ECLI:NL:HR:2019:1404
Hoge Raad
- Cassatie
- Rechtspraak.nl
Cassatie tegen uitspraak van de Rechtbank Zeeland-West-Brabant inzake belastingzaken
In deze zaak hebben de belanghebbenden, [X1] en de erven van [X2] te Lottum, beroep in cassatie ingesteld tegen de uitspraak van de Rechtbank Zeeland-West-Brabant van 12 november 2018. Deze uitspraak betrof een verzet van de belanghebbenden tegen eerdere uitspraken van de Rechtbank van 7 juli 2017. De Staatssecretaris van Financiën heeft een verweerschrift ingediend, waarop de belanghebbenden een conclusie van repliek hebben ingediend.
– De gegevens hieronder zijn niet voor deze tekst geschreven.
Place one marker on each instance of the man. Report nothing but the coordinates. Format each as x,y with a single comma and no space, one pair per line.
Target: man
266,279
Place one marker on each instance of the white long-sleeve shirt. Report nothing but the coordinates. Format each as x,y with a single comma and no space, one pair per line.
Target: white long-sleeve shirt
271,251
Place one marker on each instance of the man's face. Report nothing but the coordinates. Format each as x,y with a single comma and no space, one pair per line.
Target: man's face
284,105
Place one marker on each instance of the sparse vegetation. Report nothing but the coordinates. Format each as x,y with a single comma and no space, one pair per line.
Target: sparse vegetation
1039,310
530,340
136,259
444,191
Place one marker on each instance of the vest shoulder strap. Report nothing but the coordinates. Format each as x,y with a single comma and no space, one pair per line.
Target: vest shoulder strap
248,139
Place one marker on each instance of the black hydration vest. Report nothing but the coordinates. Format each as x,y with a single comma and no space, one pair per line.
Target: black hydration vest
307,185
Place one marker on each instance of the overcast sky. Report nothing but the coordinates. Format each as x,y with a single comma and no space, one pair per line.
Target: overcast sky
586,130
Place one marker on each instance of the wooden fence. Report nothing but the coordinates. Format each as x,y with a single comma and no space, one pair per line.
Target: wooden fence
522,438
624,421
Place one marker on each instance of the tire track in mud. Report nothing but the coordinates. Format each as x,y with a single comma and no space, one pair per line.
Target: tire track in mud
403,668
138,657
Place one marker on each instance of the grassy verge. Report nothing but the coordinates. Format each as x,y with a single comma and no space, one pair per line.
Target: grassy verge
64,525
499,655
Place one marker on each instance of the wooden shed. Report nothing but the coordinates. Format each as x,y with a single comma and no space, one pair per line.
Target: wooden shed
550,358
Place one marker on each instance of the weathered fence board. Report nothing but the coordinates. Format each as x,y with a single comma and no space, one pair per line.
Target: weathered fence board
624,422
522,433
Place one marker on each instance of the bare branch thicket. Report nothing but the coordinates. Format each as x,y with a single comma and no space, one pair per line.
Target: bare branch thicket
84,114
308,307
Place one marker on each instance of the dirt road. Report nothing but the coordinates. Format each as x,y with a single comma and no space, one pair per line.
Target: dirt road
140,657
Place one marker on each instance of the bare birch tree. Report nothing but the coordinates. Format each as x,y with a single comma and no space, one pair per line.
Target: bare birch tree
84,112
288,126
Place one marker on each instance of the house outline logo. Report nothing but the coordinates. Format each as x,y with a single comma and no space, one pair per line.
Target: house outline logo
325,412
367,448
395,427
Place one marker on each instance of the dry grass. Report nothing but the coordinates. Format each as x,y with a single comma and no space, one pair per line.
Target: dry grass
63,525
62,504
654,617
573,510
De Hoge Raad heeft de middelen van de belanghebbenden beoordeeld, maar deze konden niet tot cassatie leiden. De Hoge Raad oordeelde dat, gezien artikel 81, lid 1, van de Wet op de rechterlijke organisatie, geen nadere motivering nodig was, omdat de middelen niet nopen tot beantwoording van rechtsvragen in het belang van de rechtseenheid of de rechtsontwikkeling. De Hoge Raad heeft ook geen aanleiding gezien voor een veroordeling in de proceskosten. Uiteindelijk verklaarde de Hoge Raad het beroep in cassatie ongegrond. Dit arrest is gewezen door de raadsheer M.A. Fierstra als voorzitter, en de raadsheren J. Wortel en A.F.M.Q. Beukers-van Dooren, in tegenwoordigheid van de waarnemend griffier F. Treuren, en is in het openbaar uitgesproken op 20 september 2019.